Yuliani, M.Pd

Pernah bertugas di SMPN 1 Kepahiang, SMPN 2 Kepahiang, SMPN 3 Bengkulu Selatan dan sekarang menjadi guru di SMPN 2 Bengkulu Selatan sejak 2016. Alhamdulillah...

Selengkapnya
Navigasi Web

Dan, Anak Bangaupun Tak Pernah Lupa Pulang

#TantanganGurusiana hari ke 30

Hp di kantong celana Tedy kembali bergetar. Ini merupakan yang ke empat kalinya. Sengaja dia getarkan karena sekarang sedang pertemuan dengan beberapa klien dari perusahaannya. Namun Tedy tidak mengindahkan dan tetap melanjutkan presentasinya.
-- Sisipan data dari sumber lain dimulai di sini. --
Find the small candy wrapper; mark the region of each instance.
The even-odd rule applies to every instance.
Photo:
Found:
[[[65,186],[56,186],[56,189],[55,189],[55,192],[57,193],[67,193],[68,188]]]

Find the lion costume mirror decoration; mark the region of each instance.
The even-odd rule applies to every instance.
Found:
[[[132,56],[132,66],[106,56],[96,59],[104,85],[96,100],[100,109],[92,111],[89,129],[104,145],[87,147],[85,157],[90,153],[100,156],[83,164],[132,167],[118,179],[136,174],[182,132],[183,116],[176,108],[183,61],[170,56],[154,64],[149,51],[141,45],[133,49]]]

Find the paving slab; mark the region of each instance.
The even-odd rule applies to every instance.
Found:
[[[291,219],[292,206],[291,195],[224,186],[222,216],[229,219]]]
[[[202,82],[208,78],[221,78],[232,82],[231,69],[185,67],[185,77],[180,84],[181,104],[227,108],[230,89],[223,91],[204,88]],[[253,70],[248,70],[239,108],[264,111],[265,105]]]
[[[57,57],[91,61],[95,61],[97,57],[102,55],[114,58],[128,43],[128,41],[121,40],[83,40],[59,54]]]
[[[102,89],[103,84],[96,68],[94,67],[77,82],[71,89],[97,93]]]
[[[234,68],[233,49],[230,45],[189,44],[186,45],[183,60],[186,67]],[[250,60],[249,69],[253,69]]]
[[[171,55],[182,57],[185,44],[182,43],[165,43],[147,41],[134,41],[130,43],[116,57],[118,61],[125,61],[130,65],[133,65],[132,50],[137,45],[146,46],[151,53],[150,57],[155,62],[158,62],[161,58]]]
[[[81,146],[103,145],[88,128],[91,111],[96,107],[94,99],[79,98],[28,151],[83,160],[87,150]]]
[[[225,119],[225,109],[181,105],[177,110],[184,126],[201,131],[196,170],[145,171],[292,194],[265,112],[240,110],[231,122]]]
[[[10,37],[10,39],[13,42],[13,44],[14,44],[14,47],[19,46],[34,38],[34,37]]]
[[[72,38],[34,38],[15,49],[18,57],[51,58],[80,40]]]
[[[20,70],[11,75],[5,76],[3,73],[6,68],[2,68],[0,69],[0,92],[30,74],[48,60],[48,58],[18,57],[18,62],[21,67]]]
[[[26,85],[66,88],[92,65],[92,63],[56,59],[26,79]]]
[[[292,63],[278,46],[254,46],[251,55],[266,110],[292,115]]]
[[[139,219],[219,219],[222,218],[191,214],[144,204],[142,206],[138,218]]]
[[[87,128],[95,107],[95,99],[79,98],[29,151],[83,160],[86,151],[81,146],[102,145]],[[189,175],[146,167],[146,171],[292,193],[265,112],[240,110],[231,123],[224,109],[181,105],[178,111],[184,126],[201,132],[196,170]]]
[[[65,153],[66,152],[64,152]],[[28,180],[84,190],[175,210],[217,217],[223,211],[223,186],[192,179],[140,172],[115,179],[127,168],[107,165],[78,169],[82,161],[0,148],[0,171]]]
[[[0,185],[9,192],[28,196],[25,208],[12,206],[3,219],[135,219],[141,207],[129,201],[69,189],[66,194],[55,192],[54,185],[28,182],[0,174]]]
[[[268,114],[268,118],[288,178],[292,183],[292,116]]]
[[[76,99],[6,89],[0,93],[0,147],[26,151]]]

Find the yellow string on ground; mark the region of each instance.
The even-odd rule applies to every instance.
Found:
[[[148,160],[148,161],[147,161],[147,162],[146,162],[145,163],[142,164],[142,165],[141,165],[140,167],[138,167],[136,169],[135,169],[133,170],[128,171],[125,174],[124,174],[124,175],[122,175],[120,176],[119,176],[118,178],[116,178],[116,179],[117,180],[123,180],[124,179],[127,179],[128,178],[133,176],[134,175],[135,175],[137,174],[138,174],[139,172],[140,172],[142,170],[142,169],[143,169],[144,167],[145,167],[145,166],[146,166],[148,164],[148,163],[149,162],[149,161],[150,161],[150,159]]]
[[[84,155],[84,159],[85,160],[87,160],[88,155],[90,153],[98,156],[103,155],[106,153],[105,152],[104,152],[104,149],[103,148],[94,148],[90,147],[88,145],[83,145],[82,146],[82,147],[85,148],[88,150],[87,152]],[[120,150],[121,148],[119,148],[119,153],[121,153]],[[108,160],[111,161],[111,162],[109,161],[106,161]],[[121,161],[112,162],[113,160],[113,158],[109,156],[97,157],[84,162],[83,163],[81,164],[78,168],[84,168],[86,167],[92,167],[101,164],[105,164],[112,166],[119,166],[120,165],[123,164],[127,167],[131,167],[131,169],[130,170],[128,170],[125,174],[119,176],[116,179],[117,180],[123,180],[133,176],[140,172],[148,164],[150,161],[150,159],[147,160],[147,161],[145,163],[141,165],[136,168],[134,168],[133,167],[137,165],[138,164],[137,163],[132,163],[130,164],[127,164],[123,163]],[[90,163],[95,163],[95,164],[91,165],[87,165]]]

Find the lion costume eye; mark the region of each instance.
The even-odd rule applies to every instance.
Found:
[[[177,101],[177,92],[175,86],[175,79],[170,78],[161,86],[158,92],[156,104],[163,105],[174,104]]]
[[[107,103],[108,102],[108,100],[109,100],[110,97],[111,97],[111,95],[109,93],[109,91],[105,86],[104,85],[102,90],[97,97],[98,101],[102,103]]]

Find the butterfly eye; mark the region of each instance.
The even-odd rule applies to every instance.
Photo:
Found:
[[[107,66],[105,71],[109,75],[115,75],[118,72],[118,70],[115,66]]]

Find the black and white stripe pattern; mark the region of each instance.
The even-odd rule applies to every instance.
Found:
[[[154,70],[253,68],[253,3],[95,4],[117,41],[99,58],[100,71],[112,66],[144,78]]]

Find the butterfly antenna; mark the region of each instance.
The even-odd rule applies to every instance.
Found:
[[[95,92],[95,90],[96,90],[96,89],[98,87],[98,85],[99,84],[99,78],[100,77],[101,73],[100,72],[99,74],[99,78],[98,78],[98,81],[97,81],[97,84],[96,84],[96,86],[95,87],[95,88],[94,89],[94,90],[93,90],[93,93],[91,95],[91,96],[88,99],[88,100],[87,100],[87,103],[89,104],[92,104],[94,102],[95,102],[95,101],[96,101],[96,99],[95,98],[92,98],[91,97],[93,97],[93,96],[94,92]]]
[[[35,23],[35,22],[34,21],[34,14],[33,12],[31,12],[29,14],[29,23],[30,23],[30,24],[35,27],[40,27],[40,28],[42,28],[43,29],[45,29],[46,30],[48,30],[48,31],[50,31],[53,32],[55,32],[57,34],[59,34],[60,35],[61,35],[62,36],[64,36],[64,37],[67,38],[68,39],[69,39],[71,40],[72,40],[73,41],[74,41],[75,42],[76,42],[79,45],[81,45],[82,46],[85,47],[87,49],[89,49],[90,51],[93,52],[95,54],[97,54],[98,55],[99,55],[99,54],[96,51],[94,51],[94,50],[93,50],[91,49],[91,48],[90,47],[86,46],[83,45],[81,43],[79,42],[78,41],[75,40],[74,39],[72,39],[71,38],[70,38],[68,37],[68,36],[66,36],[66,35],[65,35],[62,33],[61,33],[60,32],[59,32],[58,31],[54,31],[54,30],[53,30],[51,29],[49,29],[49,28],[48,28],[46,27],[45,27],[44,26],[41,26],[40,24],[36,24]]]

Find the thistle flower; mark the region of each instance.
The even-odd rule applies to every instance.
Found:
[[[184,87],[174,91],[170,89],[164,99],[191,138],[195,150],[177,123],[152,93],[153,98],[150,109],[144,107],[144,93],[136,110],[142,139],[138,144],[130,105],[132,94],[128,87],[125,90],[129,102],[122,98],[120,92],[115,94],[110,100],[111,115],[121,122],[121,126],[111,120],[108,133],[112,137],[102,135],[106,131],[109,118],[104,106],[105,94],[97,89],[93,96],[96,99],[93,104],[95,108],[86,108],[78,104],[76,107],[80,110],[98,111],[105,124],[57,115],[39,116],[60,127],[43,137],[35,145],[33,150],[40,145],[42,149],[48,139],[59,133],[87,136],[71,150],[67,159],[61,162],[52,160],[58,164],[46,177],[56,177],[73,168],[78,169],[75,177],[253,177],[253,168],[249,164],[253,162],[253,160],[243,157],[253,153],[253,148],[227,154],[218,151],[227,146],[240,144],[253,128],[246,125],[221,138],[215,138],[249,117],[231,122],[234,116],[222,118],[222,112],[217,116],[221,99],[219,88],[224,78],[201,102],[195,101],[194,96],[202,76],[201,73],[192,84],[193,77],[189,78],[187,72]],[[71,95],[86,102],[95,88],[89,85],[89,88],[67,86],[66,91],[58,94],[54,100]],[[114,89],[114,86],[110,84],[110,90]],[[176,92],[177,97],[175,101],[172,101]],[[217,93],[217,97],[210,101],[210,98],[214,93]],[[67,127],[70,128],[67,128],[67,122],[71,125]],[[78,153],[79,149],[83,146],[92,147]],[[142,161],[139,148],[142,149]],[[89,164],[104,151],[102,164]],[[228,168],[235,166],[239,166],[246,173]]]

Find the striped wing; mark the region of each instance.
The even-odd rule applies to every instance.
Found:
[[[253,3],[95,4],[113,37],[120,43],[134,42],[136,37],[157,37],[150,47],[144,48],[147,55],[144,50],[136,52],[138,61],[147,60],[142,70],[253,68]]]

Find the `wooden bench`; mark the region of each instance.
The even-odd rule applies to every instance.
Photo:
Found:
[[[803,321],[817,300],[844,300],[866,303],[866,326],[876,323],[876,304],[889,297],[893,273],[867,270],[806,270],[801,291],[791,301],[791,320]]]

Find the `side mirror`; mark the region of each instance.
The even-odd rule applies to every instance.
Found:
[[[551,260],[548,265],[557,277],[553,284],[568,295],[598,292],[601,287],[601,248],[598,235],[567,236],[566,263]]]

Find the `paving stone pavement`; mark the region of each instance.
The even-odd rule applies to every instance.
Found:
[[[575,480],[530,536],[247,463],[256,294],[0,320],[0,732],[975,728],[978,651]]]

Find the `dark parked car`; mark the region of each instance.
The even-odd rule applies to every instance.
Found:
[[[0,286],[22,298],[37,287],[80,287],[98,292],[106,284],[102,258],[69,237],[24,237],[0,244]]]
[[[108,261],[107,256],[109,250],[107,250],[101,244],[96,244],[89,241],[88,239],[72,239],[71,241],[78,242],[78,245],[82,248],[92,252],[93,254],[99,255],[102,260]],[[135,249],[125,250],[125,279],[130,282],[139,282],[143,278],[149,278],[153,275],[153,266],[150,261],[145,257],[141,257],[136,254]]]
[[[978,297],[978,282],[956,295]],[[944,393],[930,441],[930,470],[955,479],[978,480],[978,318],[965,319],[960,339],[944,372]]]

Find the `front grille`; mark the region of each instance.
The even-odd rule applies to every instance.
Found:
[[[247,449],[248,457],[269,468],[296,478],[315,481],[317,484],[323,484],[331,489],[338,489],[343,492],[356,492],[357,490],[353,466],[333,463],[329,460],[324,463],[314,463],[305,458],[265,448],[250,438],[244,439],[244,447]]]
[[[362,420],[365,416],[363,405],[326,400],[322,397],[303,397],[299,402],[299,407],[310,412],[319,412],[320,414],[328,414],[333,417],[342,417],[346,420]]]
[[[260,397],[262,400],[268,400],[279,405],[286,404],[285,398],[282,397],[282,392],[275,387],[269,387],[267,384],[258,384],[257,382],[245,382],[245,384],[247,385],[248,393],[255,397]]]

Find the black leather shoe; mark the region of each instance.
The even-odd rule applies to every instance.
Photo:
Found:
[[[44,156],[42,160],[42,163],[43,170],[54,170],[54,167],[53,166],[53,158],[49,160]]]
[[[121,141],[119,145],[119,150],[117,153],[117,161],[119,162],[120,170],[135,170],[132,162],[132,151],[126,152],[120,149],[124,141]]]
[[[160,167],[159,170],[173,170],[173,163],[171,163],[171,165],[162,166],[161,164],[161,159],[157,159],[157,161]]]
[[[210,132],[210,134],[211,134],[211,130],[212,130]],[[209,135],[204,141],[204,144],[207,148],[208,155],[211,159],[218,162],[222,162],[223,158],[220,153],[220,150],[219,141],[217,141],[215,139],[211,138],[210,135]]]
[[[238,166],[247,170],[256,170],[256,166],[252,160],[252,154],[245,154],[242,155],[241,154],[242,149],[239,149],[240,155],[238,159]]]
Dia sedikit kesal lupa mematikan handphonenya tersebut. Seharusnya dari awal dia matikan saja.

Setelah diskusi panjang, akhirnya pertemuan itu mencapai beberapa kata kesepakatan yang dapat menguntungkan bagi masing-masing perusahaan mereka. Pertemuan itupun diakhiri dengan jabatan tangan yang hangat. Banyak inovasi berkelebat dalam pikirannya dan membuat senyum tersungging di sudut bibirnya yang tipis.

Di ruangannya, Tedy membuka handphonenya dan melihat panggilan tidak terjawab dari adiknya, Airin. Ada apa ya, benak Tedy bertanya-tanya. Tumben dia kalau butuh sesuatu tidak pernah menelpon malam hari, paling cuma sms. Terakhir panggilan pukul 19.35 WIB. Sekarang sudah hampir tengah malam, apa tidak lebih baik besok saja kutelepon Airin, pikirmya. Mungkin saja dia sudah tidur. Maka Tedy segera membereskan meja kerjanya yang berantakan dan melangkahkan kakinya keluar ruangan dan turun gedung berlantai dua puluh lima itu menuju Pajero Sport Putihnya di parkiran.

***

“Hallo, Bang Tedy.”

“Iya, Airin. Maaf semalam abang lagi ada meeting dengan klien abang. Jadi hp abang silentkan. Ada apa kok kayaknya ada yang penting sekali. Tidak biasanya kamu menelepon sampai beberapa kali?” Tanyaku.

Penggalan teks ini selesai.